The Orchestrator sits between the Proposer and Challenger sides — steering when debate goes off-topic, breaking deadlocks, and rendering phase-level verdicts on whether to continue, revise, or move forward. Its role shifts per phase: mediator during Spec and Build (guiding convergence), jury during Delivery (deciding whether the evidence is sufficient to ship).

Each phase combines a different specialist focus with a different debate strategy — not by accident, but because each phase has a fundamentally different goal.

Phase	Proposer focus	Challenger focus	Debate strategy
Spec	Research the codebase and synthesize requirements	Surface ambiguity, hidden assumptions, and risk	Socratic Questioning: only questions, no assertions or solutions
Build	Design tests and checks from the spec, then implement and maintain the change	Challenge the validation design, coverage, security, performance, acceptance criteria, and maintainability	Adversarial Review: objections need concrete proof about tests, code, or execution evidence
Delivery	Prepare the PR summary, evidence, and review map	Verify readiness, evidence quality, and visualization accuracy	Jury Debate: neither side judges itself; Orchestrator decides

In practice, those focuses map to specialist roles such as requirements-synthesizer, security-analyst, test-coverage-reviewer, technical-writer, and evidence-verifier.

At a high level, the same debate pattern repeats across all three phases:

The important detail is that each phase is grounded in evidence, not vibes.
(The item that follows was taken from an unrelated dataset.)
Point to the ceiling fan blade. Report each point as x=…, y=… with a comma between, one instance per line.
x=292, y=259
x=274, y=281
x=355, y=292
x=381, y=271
Spec context can come from the workspace and from external product sources such as Jira tickets, Confluence pages, design docs, or incident notes. The agents use that context alongside existing APIs, tests, dependencies, and conventions to ask better questions before implementation starts. Build is test-first: before changing production code, the Proposer translates the accepted spec into expected behavior, edge cases, tests to add or update, and commands to run. The Challenger can object to that validation design before or alongside the code, so a green check cannot hide missing acceptance coverage. Build review remains bidirectional: the Proposer can reject a challenge, but only with proof such as an execution path, compile/lint output, or a failing test. Delivery turns the result into a reviewer trust package: what changed, where to look first, which checks passed, what risks remain, and what the Challenger already tried to break.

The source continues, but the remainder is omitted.